Bild: Marie wird einmal befragt, noch einmal, und immer wieder – doch nur von…
Der erste Satz, der von Marie Adler (Kaitlyn Dever) in „Unbelievable“ zu
hören ist, lautet: „Ich wurde vergewaltigt.“ Ein maskierter Mann sei nachts
in die Wohnung der 18-jährigen alleinlebenden Frau eingebrochen, habe sie
gefesselt, geknebelt und vergewaltigt. Dieses Erlebnis erzählt sie kurz
nach der Tat einem Polizisten vor Ort, später auf der Polizeistation einem
Ermittler und kurz darauf noch einem weiteren – alle Polizisten, die sie
befragen, sind Männer. Danach muss sich Adler in einem Krankenhaus einer
mehrstündigen Untersuchung unterziehen. Nach der Hälfte der ersten Folge
unterschreibt sie ihre Aussage: Das mit der Vergewaltigung war eine Lüge.
Schon die ersten 30 Minuten der achtteiliigen Netflix-Miniserie sind nur
schwer aushaltbar. Nicht weil die Serie schlecht gemacht, sondern weil die
Thematik so hart ist. Sie sollte Pflichtfernsehen für all diejenigen sein,
die nach dem Aufkommen von #MeToo den betroffenen Frauen ständig vorhalten:
Wieso habt ihr die Vergewaltigung denn damals nicht angezeigt? Wieso? Weil
es ein hartes Prozedere ist für Frauen, die gerade erst eine traumatische
Erfahrung gemacht haben. Weil die Kraft nicht da ist, das Erlebte immer und
immer wieder durchleben zu müssen. Weil die Angst, dass ihnen nicht
geglaubt wird, zu groß ist.
Wie es auch bei Adler der Fall ist. Nicht nur von den Ermittlern, auch von
ihrer ehemaligen Pflegemutter schlägt ihr Misstrauen entgegen. Bis sie die
Anzeige zurücknehmen muss, als Lügnerin attackiert, aus dem Freundeskreis
ausgeschlossen und in sozialen Medien gemobbt wird. Bis sie schließlich vor
Gericht steht: angeklagt wegen Falschaussage.

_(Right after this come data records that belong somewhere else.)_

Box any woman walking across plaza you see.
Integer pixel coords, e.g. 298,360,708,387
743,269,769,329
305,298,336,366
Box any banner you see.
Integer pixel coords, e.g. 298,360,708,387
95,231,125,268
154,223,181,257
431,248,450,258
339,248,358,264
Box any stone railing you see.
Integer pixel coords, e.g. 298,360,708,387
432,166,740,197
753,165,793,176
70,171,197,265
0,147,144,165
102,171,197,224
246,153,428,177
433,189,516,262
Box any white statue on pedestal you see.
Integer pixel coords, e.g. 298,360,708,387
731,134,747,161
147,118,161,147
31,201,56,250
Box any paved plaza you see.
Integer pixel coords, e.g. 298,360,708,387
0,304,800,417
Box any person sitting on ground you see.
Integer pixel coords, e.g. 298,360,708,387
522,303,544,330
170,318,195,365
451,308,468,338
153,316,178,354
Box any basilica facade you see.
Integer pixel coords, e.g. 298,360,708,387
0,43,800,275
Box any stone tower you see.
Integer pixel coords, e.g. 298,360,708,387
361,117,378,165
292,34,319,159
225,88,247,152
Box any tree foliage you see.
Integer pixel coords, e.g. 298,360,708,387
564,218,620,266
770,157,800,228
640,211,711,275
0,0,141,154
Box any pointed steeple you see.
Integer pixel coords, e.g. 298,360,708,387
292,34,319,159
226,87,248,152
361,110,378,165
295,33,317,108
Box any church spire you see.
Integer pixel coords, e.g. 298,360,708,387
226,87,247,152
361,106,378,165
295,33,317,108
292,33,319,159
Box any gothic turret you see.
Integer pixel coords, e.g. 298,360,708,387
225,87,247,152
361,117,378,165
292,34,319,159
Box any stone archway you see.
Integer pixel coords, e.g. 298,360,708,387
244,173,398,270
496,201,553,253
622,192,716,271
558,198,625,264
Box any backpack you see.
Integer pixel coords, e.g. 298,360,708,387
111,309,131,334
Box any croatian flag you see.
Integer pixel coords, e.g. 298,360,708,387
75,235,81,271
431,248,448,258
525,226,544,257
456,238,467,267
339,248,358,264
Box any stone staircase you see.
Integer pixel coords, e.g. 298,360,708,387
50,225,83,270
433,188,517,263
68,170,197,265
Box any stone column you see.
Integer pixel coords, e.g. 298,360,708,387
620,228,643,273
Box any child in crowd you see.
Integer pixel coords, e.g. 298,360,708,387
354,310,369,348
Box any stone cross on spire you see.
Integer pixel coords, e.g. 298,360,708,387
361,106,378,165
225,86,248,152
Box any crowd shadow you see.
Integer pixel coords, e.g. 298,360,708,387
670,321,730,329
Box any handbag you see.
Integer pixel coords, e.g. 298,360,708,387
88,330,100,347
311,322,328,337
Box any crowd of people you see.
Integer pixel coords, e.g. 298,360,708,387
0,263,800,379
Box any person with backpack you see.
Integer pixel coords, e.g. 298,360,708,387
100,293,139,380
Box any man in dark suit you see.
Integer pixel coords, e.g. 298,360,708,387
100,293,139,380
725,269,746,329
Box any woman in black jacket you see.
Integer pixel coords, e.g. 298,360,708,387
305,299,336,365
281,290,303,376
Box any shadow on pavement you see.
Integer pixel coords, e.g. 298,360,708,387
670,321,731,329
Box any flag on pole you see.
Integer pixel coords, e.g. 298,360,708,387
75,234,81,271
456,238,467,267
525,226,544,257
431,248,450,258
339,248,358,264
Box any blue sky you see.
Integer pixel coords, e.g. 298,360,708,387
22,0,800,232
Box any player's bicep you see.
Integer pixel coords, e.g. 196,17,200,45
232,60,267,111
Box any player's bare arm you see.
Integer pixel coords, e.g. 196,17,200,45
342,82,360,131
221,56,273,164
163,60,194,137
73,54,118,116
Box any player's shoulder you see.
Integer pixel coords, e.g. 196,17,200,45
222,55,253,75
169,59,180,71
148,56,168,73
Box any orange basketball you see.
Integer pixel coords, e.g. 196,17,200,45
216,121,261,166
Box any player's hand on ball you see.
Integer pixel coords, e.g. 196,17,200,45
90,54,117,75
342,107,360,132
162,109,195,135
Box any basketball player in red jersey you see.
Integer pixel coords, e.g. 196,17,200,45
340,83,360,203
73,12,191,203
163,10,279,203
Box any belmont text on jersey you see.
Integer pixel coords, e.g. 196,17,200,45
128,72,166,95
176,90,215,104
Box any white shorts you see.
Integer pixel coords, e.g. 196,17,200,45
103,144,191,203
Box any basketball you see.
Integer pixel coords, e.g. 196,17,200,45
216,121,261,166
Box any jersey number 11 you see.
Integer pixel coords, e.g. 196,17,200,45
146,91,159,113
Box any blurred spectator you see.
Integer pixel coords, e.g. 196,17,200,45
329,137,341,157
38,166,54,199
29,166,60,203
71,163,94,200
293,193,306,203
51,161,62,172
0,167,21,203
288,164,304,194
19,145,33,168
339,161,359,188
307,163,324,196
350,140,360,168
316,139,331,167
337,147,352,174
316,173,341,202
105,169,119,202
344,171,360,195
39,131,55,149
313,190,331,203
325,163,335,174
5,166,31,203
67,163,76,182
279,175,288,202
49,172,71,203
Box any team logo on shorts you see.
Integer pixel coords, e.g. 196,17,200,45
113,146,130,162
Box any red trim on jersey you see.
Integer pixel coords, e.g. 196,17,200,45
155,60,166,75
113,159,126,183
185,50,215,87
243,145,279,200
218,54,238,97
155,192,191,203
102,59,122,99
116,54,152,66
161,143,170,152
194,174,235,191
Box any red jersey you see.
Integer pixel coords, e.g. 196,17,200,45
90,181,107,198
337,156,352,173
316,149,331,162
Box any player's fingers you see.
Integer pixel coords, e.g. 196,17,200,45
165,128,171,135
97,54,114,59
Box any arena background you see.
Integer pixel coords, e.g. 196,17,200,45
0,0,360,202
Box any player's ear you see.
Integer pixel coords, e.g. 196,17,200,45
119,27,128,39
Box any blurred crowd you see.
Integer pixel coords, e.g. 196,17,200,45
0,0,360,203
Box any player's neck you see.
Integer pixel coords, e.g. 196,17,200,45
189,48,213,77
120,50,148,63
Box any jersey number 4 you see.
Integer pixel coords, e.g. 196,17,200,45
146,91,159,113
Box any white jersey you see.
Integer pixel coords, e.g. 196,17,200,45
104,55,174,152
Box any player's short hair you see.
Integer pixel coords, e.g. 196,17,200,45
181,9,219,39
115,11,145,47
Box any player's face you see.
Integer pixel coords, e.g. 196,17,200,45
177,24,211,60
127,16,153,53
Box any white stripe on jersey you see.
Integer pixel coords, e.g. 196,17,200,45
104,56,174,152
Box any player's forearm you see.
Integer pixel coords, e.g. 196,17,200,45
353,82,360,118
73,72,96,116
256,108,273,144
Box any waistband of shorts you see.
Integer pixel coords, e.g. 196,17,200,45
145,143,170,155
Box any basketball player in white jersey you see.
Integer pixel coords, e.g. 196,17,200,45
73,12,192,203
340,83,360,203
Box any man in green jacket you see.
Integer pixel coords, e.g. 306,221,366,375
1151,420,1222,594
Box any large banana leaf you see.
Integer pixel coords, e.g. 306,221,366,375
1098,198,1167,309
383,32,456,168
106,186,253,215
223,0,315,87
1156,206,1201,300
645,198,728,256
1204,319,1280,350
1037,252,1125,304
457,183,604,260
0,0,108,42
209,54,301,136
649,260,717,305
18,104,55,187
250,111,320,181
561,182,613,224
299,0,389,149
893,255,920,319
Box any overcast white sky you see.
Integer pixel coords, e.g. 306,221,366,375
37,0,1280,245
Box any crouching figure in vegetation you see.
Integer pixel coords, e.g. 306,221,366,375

Die Serie von Susannah Grant, Ayelet Waldman und Michael Chabon basiert auf
den mit dem Pulitzer-Preis [1][ausgezeichneten Recherchen von 2015 der
Reporter Christian Miller und Ken Armstrong]. Zu wissen, dass (fast) alles,
was wir in „Unbelievable“ sehen, einer jungen Frau in Lynnwood (Washington)
wirklich widerfahren ist, macht das Zuschauen noch unerträglicher. Erzählt
die True-Crime-Serie doch nicht nur das Schicksal einer einzelnen Frau,
sondern thematisiert das System von Gerechtigkeit und Gleichberechtigung.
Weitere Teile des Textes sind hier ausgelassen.